Jessica Guadalupe Tovar

Jessica Guadalupe Tovar of the Local Clean Energy Alliance, based in the San Francisco Bay Area, grew up in housing projects near an industrial pollution corridor in East Los Angeles. The experience of cancer in her family led her to focus on preventing and reducing local industrial pollution and to advocate for policies to protect vulnerable communities. Jessica has worked for 16 years as an environmental justice and health organizer in a variety of urban, rural, and indigenous communities throughout California and Arizona.

Jessica interned with the Environmental Justice and Climate Change Initiative in 2003, working with organizations across the U.S. on issues of climate justice. In the Bay Area, she helped shut down the PG&E Hunters Point Power Plant in 2004 and in 2010, successfully mobilized against a tar sands-dirty crude expansion of the Chevron Richmond oil refinery. She conducted and co-published an NIEHS Air Sampling Study in Richmond, California, for use as advocacy against toxic chemicals that are known to cause and/or aggravate adverse health effects like asthma, developmental problems, and cancer.

She speaks on environmental/climate racism at educational institutions and has been featured on TV and radio in Germany, France, Mexico, and Cuba. She currently promotes “Clean Power to the People” as coordinator of the East Bay Clean Power Alliance, which has advanced local clean energy solutions by creating East Bay Community Energy, a public energy services provider agency that is now providing electricity for 1.5 million people in Alameda County.

Project Description

Clean Power to the People; A campaign for local clean energy solutions for low income, people of color and renters in the East Bay

The East Bay Clean Power Alliance, an initiative of the Local Clean Energy Alliance, was founded to advocate for the establishment of a county-wide public energy service provider agency in the East Bay. The agency, East Bay Community Energy, is committed to developing local clean energy resources to provide environmental, economic, and social justice benefits to the community. Among the community benefit goals are the following:

  • Ensure stable and affordable rates for electricity
  • Produce local clean energy and reduce energy waste
  • Exceed California state mandates for renewable energy
  • Create union and family-sustaining clean energy jobs
  • Keep energy wealth in the local community
  • Include the community in agency decision making
  • Achieve local community ownership and control of energy
  • Improve community health and safety

The Alliance mobilized dozens of community organizations, including labor, over several years to establish East Bay Community Energy and–as a first–to win community representation on its governing board.

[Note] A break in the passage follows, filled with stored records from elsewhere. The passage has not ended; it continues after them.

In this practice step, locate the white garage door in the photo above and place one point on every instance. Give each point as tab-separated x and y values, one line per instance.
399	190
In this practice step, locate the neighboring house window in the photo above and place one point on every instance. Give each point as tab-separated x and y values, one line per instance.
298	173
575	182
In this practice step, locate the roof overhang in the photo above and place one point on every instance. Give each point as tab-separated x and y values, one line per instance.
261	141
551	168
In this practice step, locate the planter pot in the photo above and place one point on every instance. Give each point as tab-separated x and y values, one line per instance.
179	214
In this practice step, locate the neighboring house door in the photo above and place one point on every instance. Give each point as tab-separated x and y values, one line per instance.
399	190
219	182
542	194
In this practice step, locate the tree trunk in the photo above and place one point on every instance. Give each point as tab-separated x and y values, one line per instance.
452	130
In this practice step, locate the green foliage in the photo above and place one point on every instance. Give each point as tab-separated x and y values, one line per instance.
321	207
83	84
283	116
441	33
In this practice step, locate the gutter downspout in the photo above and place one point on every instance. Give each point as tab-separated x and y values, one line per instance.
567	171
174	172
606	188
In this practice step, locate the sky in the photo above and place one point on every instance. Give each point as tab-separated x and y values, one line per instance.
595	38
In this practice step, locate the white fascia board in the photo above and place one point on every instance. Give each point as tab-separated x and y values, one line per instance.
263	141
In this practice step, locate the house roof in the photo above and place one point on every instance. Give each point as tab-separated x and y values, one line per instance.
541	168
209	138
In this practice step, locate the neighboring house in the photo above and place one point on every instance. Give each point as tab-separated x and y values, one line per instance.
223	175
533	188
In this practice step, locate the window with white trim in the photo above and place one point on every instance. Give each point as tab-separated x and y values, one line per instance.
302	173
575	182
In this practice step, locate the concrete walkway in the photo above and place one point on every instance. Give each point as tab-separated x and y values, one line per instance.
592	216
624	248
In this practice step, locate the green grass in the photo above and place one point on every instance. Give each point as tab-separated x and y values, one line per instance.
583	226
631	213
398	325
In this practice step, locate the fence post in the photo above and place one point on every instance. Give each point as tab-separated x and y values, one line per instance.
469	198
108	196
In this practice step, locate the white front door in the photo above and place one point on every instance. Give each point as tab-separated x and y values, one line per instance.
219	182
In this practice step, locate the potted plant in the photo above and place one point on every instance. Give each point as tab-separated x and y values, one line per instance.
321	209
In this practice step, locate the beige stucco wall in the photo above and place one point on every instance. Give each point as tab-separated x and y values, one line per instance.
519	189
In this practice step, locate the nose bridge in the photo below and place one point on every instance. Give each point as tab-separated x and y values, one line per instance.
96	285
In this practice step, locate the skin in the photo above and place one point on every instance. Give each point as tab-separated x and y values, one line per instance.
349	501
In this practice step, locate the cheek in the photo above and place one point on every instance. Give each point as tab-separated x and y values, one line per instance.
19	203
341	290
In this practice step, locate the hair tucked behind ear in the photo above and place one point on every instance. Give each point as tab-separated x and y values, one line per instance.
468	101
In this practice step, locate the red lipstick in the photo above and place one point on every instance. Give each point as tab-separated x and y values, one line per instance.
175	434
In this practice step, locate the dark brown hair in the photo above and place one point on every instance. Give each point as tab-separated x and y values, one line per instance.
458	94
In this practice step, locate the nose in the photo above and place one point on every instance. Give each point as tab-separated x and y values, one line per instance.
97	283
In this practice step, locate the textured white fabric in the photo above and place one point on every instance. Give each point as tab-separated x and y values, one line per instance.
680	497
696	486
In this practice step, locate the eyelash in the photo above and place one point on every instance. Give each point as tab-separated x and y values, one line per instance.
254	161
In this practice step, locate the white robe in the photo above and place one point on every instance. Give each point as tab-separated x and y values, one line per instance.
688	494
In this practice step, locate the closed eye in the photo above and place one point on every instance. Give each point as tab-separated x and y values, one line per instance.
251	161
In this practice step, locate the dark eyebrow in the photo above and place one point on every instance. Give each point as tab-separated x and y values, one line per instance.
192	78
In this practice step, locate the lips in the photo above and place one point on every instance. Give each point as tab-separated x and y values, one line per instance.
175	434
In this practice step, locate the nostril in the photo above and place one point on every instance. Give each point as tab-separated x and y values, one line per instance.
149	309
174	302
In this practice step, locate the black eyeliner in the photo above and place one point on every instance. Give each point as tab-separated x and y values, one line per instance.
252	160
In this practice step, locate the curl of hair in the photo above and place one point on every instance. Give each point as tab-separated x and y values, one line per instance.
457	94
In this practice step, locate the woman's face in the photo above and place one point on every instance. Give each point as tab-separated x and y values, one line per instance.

Our efforts in 2019 hinge on a strategy of strengthening our base of community organizations, especially of low-income people and communities of color, to advocate for energy development programs that meet their needs.

The struggle will be to ensure that the agency’s Local Development Business Plan–also a first– is fully implemented and provides the promised community benefits. Informed advocacy by community organizations will be critical in this effort. The Alliance will work with community organizations to identify opportunities and programs that most benefit the community and help these organizations engage the agency to secure these benefits.